2) How the bigint value is related to the date-time?
3) How to convert a date into bigint value?
Both BigInt and DateTime takes 8 bytes of storage. Moreover, DateTime looks more readable and understandable. However, bigint is the best choice to be a primary key as SQL engines cannot differentiate between DateTime values that are within a range. So, in case if we want the date column to be a primary key, we need to convert the value to bigint. Apart from that, integer values are always faster in retrieval than string or DateTime values. At least there will be some milliseconds difference.
The bigInt values that we see in the datetime columns are actually converted figures based on unix epoch time. Look at the below screenshot.

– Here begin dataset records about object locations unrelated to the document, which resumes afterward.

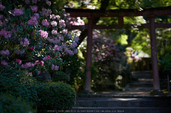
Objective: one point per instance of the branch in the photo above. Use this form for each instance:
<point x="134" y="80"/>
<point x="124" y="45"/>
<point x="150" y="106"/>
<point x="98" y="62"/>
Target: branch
<point x="104" y="5"/>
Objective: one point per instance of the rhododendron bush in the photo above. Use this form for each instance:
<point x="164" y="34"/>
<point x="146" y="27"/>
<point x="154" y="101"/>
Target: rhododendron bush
<point x="32" y="38"/>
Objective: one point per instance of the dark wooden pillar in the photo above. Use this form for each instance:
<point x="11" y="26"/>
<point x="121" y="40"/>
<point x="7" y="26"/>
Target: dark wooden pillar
<point x="156" y="82"/>
<point x="88" y="55"/>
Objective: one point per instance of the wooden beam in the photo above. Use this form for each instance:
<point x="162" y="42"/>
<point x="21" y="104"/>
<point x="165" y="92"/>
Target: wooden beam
<point x="117" y="26"/>
<point x="162" y="11"/>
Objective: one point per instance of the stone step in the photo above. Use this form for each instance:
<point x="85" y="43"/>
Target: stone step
<point x="139" y="89"/>
<point x="146" y="75"/>
<point x="141" y="84"/>
<point x="123" y="102"/>
<point x="119" y="110"/>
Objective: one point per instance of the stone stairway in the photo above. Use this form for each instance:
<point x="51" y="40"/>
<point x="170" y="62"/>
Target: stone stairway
<point x="135" y="99"/>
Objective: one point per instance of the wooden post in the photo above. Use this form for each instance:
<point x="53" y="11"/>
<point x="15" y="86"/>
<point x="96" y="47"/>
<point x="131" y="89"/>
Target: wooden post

SELECT EXTRACT(EPOCH FROM NOW());
This will return a double-precision floating-point that represents the exact number of seconds, and milliseconds, that have passed since January 1, 1970. This means there is 1597737544 seconds difference between "1970-01-01 00:00:00" and "2020-08-18 09:59:04" (UTC Time).
Hope this answers the above-mentioned questions. However if you are curious to know what epoch time is, and why it is 1970-01-01 as the start date then continue reading the below.
Early Unix engineers picked that date discretionarily, in light of the fact that they expected to set a uniform date for the beginning of time, and New Year's Day, 1970, appeared to be generally helpful.
So the Unix epoch is midnight on January 1, 1970. It's time zero for any device that uses Unix.